Azure is looking for hope...
usually i can finish reading a book in several hours…but this time was really hard..it’s such an obscure book.hold on,it’s worth a read.it’s Pychon’s at least!
dogberry_73 Working toward getting a game published
I’ve tried to read this two or three times now, after getting it as a gift (off my wishlist). I really enjoy it, but the style is so hard to follow that if I put it down for a few days or a week it is really hard to follow when I pick it up. Next time I’m going to push to read some every day.
It’s no good! I’m going to have to give up on this goal, much as it pains me to admit. It’s just that there’s so many books out there and so little time to read them all. I settle down to read it and my eye keeps sliding towards my ‘to read’ pile, lined up enticingly on my coffee table.
I give up!
Okay, I’m thirty pages in….hmmmm, kind of hard to get your head around but definitely intriguing. I shall persevere.
As a very fast reader, it was hard for me to adjust to reading this book – it took me an entire summer, but I think it’s one of the most important books I’ve ever read. The only other book I read during the same time period – all the Sherlock Holmes stories – I needed something recreational in between concentrating on Pynchon.

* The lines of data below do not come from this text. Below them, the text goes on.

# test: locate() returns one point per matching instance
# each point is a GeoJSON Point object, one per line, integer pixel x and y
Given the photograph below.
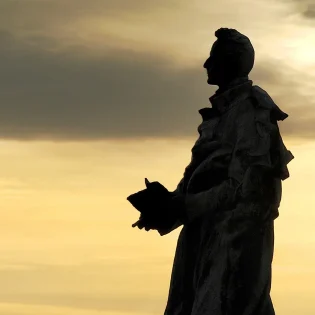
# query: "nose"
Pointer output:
{"type": "Point", "coordinates": [206, 63]}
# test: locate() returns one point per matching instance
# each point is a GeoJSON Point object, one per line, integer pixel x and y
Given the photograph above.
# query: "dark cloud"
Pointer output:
{"type": "Point", "coordinates": [123, 94]}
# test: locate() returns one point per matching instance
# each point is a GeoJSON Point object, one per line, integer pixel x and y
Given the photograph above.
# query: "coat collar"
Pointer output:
{"type": "Point", "coordinates": [222, 101]}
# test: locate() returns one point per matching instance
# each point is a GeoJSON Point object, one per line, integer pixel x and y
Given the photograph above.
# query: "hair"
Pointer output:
{"type": "Point", "coordinates": [237, 50]}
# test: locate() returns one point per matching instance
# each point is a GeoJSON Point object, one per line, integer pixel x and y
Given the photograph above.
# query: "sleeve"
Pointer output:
{"type": "Point", "coordinates": [256, 169]}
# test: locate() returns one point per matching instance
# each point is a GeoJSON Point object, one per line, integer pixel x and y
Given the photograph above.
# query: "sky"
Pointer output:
{"type": "Point", "coordinates": [97, 95]}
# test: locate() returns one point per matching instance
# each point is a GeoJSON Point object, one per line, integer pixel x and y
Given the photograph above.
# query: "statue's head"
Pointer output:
{"type": "Point", "coordinates": [232, 56]}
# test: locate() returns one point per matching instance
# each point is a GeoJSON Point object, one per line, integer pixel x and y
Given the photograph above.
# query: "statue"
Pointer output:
{"type": "Point", "coordinates": [229, 196]}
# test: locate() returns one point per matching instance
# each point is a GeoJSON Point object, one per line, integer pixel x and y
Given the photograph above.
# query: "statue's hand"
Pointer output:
{"type": "Point", "coordinates": [164, 216]}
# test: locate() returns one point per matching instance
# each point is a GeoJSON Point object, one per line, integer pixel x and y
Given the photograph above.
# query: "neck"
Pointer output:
{"type": "Point", "coordinates": [230, 84]}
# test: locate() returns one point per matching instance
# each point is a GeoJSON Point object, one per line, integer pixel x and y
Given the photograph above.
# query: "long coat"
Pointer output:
{"type": "Point", "coordinates": [232, 186]}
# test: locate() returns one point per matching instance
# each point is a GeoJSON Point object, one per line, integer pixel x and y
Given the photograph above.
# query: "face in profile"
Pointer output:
{"type": "Point", "coordinates": [215, 67]}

All I know is that I’ve read it three times, and twice was heading into Easter. After Mardi Gras, more time to get lost in the zone. And why not? Don’t give him up for Lent, take him on.

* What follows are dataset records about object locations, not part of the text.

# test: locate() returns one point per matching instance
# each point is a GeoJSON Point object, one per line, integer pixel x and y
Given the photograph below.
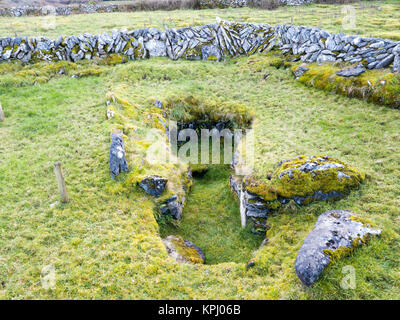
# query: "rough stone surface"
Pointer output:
{"type": "Point", "coordinates": [156, 48]}
{"type": "Point", "coordinates": [208, 42]}
{"type": "Point", "coordinates": [335, 232]}
{"type": "Point", "coordinates": [351, 72]}
{"type": "Point", "coordinates": [298, 72]}
{"type": "Point", "coordinates": [183, 251]}
{"type": "Point", "coordinates": [118, 162]}
{"type": "Point", "coordinates": [154, 185]}
{"type": "Point", "coordinates": [211, 53]}
{"type": "Point", "coordinates": [172, 206]}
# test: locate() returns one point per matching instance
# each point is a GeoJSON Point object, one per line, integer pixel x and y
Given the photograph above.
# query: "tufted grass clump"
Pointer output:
{"type": "Point", "coordinates": [106, 243]}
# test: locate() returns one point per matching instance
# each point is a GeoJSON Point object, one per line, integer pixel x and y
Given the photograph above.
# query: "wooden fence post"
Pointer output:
{"type": "Point", "coordinates": [61, 182]}
{"type": "Point", "coordinates": [2, 117]}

I had this on my shelf for about two years, sitting pretty next to the reader’s companion…and I never touched it. I finally took only the novel on vacaction and read it straight in about 6 days. I think it may be like eating a huge amount of cake – if you eat it quickly, it doesn’t seem like so much. If you pause to reflect too much, rather than just let it hit you, you realize you can’t take anymore. (what wise words. cough. pardon.)
But I hope to reread it several more times, at least once with the companion next to me. Reading “Catch-22” first helped, in a way, as well – so many similarities helped me realize that when Pynchon’s characters seemed to be composites of nonsequitors and to just fade away, I wasn’t just missing something key to the book. Also, the ending blew me away.

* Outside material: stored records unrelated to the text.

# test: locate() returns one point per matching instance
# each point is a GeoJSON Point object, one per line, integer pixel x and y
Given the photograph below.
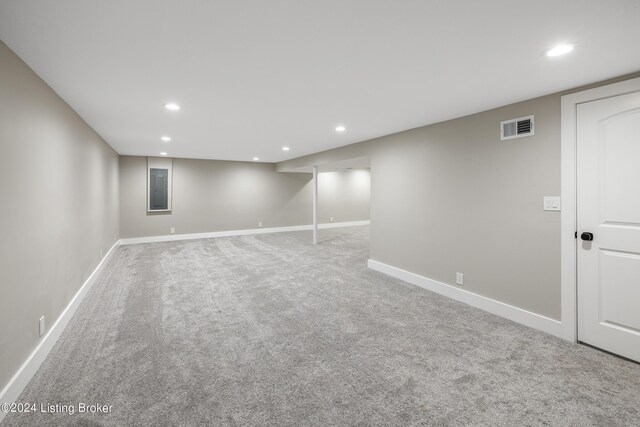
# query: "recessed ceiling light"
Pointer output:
{"type": "Point", "coordinates": [558, 50]}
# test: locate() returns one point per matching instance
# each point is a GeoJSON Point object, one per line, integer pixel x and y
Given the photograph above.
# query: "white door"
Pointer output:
{"type": "Point", "coordinates": [608, 202]}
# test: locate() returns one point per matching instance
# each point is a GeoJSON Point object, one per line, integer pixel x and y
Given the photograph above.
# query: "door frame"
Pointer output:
{"type": "Point", "coordinates": [568, 182]}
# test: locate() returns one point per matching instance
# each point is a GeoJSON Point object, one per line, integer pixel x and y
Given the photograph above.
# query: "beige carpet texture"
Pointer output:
{"type": "Point", "coordinates": [269, 330]}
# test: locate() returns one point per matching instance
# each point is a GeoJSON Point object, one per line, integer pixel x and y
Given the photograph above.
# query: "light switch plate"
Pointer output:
{"type": "Point", "coordinates": [552, 203]}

So I guess my advice is just to plow ahead and let it hit you all at once the first read-through…further advice will have to wait till I get further myself…
Started it and it’s proving much more accessible than Ulysses. Thank f##k for that.
Is it genius? Or just total, unreadable, raving gibberish.
I am not sure.
I know it was all initially written on yellow legal paper in Los Angeles and Mexico City.